Still, working overseas can pose some challenges. Foreign organizations don't always have meaningful work to offer, especially for students with limited language skills, says Stephanie Barnes, an internship coordinator in Cuernavaca, Mexico, for Augsburg College's Center for Global Education. She says students also need to brace for a work environment shaped by a local culture that may, for instance, accept that bosses are allowed to flirt with staffers or that teachers are allowed to discipline students by hitting them.

"This is not the United States. This is Mexico," Barnes says. "As a social worker, coming from the States, where (hitting children) is totally not allowed, what do you do when you're working in another culture and that's not the rule here? It's those types of things that are good lessons for the students."

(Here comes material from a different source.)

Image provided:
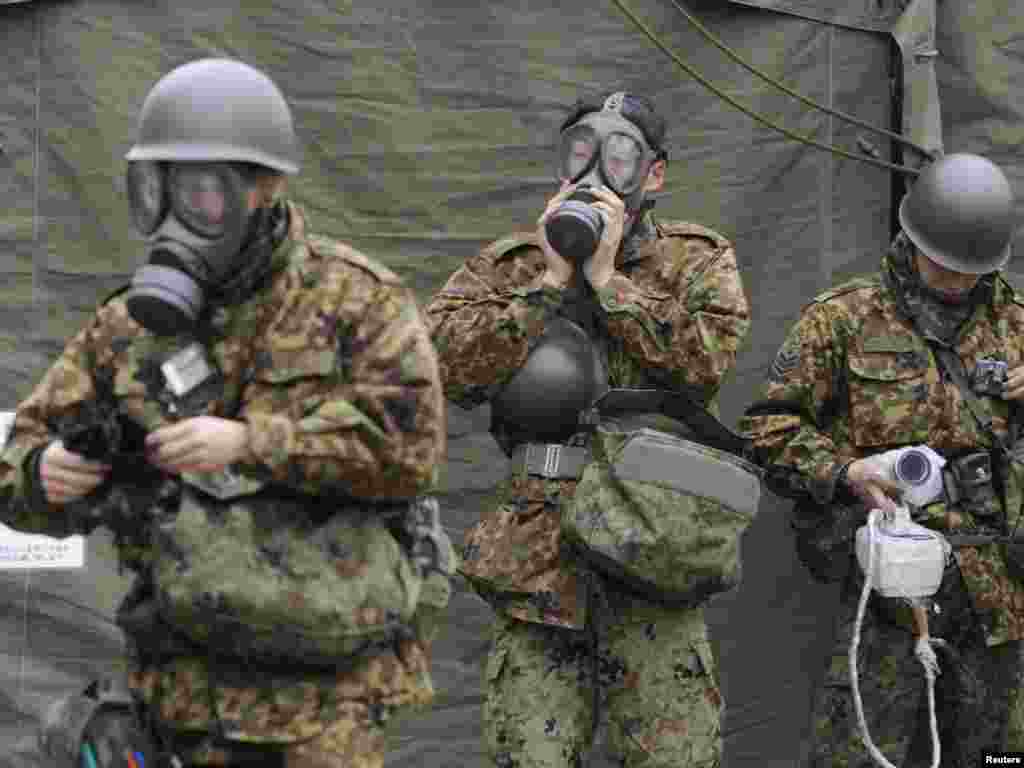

Arranging internships abroad also can be a challenge. Not all countries are familiar with the concept of working part-time or short-term to gain experience in a certain field. But with help from career-planning offices and study-abroad program operators, students are finding opportunities in schools and orphanages, where teaching English is valued. In the for-profit sector, multinational corporations are increasingly making overseas internships available.

Once logistics are settled, students sometimes land in exciting environments.

Melissa Sconyers, a senior at the University of Texas-Austin, worked last year in Beijing on a Chinese government project to make the city's website more foreigner-friendly. She practiced her Chinese while offering suggestions to make the site more navigable and the English sentences more readable.

At times, she says, "it was challenging to figure out what appropriate conduct was and how much feedback to give." Example: She wasn't sure how to react when her boss once noticed she seemed tired and suggested she take a nap.

"I had no idea whether it was a joke or if he thought I'd be more productive after putting my head down for a while," Sconyers says. She had seen Chinese construction workers nap on the job but had never seen her co-workers doing so, so she politely declined.

For the privilege of gaining overseas work experience, students and their families pay a monetary price. Overseas internships often aren't paid, either because an organization doesn't have a budget for such positions or because local laws prohibit the short-term hiring of foreigners. Plus, private programs that make arrangements charge a fee. Internships arranged through the San Francisco-based Foundation for Sustainable Development, for instance, range from $1,150 for one week to $4,950 for six months. Fees include room and board but not airfare.

Despite the costs, schools are trying to make opportunities more accessible. Several private colleges offer stipends to help defray costs associated with unpaid internships. And if an approved internship qualifies for academic credit, a student may be able to use loans, grants and scholarship money. Another option: going in the summer, when a shorter duration means a lower fee. Ultimately, students need to figure out how much risk, financial and otherwise, they're willing to take to advance their careers.

"To go into a workplace with limited language ability, and when you really don't understand the culture all that much, is pretty risky relative to taking an internship in the U.S.," says the Institute for the International Education of Students' Mary Dwyer. "But this is a risk-taking generation."